The latest closure figures from the British Beer and Pub Association (BBPA) reveal that pubs are closing 20 times faster than three years ago. The figure of 39 closures a week in the last six months of 2008 compares to 36 a week for the first six months of the year. Last year, 1,973 pubs shut — 40% up on 2007 levels.
Suburban community pubs have been hit the hardest, closing at the rate of 19-a-week while town centre pubs have been closing at the rate of eight-a-week and rural pubs at 13-a-week.
The BBPA estimates that 44,000 jobs have been axed over the past couple of years with another 60,000 set to go if the Government follows through on plans for a mandatory code for the industry.
The mandatory code, which receives its second reading in Parliament today as part of the Policing and Crime Bill, could make training compulsory, make the provision of 125ml wine glasses mandatory and introduce alcohol warnings at the point of sale.
Home Office estimates put the cost to pubs and bars at £11,238 each per year.

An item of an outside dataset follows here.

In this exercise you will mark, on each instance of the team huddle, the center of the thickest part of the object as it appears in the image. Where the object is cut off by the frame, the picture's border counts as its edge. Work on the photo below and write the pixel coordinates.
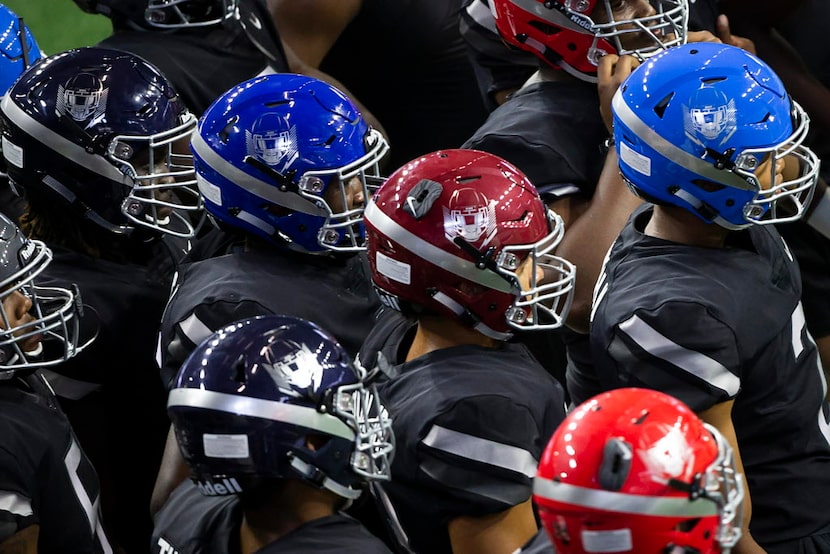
(231, 325)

Home Office documents concede that "there is the potential for significant transitional costs including job losses and the closure of small businesses".
BBPA chief executive Rob Hayward said: "At this time of deepening recession and rising unemployment, the Government should be actively looking at ways to support the community asset of the pub. They should not be introducing legislation that will condemn more pubs to closure and put more people out of work.
"The Government openly state they believe that their new regulations will lead to more pub closures and job losses. Pub closures are a clear demonstration of the extreme financial and economic pressures facing the sector."
The Association of Licensed Multiple Retailers estimates that 17,400 jobs were lost across the industry last year alone and has also voiced its fears that the "over-prescriptive code of practice" will lead to further job losses.
The code, itself, has been heavily criticised for being based on the KPMG report of industry standards.